UNITED NATIONS, Feb. 9, 2019 -- The UN Children's Fund (UNICEF) on Tuesday called for concerted action to tackle and prevent online violence, cyberbullying and digital harassment against children and young people on the occasion of Safer Internet Day.
UNICEF made the call after a recent poll of young people, which received more than 1 million responses from more than 160 countries, and suggestions from a series of student-led #ENDviolence Youth Talks held around the world.
"We've heard from children and young people from around the globe and what they are saying is clear: the Internet has become a kindness desert," said UNICEF Executive Director Henrietta Fore in a press release. "That's why this Safer Internet Day, UNICEF is inviting everyone -- young and old -- to be kind online, and calling for greater action to make the Internet a safer place for everyone."
Cyberbullying can cause profound harm as it can quickly reach a wide audience, and can remain accessible online indefinitely, virtually "following" its victims online for life, said UNICEF.

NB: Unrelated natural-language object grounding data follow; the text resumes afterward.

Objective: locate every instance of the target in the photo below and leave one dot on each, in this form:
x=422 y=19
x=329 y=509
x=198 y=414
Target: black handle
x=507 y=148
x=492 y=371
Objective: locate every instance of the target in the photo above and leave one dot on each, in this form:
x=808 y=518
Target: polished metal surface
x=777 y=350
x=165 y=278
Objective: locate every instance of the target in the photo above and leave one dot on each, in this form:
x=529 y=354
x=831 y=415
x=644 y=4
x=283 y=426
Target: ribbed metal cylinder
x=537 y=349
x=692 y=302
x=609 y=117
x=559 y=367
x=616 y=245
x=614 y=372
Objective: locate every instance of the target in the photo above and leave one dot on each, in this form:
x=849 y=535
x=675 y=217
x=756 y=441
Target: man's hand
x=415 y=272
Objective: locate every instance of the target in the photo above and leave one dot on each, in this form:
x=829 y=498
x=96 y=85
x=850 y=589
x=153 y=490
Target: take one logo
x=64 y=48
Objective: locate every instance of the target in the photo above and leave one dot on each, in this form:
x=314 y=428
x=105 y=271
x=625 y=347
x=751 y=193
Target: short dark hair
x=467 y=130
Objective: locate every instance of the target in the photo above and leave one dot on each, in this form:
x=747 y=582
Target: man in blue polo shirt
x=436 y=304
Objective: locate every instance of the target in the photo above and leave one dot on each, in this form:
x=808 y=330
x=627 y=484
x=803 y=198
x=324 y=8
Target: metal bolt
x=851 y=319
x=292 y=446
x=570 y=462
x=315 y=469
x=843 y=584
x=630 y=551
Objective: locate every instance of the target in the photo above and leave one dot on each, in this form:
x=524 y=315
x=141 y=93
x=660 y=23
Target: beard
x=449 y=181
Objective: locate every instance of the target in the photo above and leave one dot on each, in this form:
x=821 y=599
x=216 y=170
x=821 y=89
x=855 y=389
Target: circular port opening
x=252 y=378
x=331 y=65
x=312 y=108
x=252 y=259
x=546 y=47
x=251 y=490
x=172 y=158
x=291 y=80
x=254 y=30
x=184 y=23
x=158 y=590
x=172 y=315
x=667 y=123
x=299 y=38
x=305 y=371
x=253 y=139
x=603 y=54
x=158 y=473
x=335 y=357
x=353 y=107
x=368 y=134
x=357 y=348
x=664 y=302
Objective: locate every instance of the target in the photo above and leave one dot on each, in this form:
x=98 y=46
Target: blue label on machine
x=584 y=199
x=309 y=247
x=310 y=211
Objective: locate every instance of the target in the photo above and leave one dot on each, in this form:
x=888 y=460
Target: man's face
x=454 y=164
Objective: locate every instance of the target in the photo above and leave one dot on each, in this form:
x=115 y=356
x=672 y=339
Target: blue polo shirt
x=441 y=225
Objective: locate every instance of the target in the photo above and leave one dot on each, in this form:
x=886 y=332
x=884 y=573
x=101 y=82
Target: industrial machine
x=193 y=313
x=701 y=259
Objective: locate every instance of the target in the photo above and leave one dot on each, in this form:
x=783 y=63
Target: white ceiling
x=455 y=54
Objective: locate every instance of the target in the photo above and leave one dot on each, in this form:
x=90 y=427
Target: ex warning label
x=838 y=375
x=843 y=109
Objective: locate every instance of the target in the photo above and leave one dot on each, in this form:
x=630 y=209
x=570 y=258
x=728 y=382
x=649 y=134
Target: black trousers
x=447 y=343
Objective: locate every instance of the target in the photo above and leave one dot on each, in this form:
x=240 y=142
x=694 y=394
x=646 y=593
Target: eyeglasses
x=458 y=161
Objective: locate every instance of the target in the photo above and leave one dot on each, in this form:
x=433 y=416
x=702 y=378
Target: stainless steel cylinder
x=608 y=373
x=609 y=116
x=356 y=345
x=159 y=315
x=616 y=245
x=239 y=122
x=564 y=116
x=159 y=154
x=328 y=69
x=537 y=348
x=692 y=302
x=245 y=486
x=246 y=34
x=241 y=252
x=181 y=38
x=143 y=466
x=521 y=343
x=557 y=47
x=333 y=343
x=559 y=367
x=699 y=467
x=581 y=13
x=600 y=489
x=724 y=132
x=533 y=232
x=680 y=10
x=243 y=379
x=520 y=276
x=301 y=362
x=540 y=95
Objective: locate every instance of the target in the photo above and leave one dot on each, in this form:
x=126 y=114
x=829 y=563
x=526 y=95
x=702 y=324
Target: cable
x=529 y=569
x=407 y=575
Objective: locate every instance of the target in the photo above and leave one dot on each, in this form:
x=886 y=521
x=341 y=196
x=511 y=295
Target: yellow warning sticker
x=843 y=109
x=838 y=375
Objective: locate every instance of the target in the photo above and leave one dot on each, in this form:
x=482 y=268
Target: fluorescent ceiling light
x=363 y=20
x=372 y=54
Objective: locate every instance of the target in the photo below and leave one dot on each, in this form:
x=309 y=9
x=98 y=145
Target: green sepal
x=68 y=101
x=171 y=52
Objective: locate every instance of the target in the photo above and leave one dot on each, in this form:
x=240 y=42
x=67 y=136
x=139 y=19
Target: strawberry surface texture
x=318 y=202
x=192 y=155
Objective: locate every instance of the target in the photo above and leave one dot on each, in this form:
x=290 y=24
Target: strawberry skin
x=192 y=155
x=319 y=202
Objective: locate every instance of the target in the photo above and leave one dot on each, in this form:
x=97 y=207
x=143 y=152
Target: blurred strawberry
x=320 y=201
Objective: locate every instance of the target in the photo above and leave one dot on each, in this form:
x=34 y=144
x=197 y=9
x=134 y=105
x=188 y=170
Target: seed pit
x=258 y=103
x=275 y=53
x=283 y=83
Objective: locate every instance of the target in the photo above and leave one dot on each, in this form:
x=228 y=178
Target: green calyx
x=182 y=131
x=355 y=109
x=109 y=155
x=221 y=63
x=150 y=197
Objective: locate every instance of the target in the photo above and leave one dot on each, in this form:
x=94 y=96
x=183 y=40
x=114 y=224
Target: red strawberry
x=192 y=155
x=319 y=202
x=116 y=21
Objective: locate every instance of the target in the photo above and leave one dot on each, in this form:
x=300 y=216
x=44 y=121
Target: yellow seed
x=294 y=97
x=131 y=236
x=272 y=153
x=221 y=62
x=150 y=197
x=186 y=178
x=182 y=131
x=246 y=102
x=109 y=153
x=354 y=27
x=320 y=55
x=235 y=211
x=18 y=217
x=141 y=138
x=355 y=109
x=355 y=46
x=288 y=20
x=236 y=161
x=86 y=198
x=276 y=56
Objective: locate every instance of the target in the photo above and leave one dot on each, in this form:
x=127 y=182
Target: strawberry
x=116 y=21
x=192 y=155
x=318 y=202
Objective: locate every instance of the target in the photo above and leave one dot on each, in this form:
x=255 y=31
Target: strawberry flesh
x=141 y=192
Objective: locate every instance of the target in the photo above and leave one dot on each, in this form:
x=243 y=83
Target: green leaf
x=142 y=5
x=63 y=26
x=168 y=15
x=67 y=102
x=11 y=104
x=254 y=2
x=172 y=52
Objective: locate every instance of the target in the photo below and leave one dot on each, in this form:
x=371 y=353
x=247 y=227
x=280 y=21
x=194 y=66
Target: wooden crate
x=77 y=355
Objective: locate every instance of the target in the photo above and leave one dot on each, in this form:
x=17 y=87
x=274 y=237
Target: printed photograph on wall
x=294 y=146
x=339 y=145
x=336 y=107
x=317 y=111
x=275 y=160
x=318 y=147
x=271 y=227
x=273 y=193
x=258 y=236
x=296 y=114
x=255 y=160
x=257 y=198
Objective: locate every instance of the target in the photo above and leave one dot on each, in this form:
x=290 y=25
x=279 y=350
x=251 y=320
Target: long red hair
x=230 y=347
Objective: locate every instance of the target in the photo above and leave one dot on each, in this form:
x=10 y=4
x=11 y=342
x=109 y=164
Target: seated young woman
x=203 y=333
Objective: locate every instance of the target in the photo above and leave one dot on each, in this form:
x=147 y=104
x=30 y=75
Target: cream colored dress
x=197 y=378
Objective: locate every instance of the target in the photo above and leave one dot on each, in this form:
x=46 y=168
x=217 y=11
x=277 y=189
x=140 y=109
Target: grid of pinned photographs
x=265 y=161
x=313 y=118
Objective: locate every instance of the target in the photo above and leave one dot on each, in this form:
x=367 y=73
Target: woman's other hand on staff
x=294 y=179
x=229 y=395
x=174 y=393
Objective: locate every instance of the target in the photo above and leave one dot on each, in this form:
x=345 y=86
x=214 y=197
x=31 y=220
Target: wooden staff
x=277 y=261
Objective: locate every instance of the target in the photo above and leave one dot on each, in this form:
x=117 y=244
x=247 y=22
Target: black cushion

Victims of cyberbullying are more likely to use alcohol and drugs and skip school than other students. They also are more likely to receive poor grades and experience low self-esteem and health problems. In extreme situations, cyberbullying has led to suicide, said UNICEF.
On Safer Internet Day, UNICEF is reminding everyone that kindness -- both online and offline -- is a responsibility that begins with each of us, said the press release.
"Thirty years after the adoption of the Convention on the Rights of the Child and the creation of the World Wide Web, it is time for governments, families, academia and the private sector to put children and young people at the center of digital policies," said Fore.
The Internet has become a fixture of young people's lives regardless of income level, said UNICEF.
While 94 percent of young people aged 15 to 24 in developed countries are online, more than 65 percent of young people in developing countries are online. This is well ahead of the pace of Internet usage among the general population. Worldwide, half of the total population, regardless of age, is online, UNICEF quoted figures of the International Telecommunications Union as saying.
This online proliferation comes with increased risk, said UNICEF. According to data from the UN Educational, Scientific and Cultural Organization on the prevalence of cyberbullying in high-income countries, the proportion of children and adolescents who are affected by cyberbullying ranges from 5 percent to 21 percent, with girls appearing to be more likely to experience cyberbullying than boys, it said.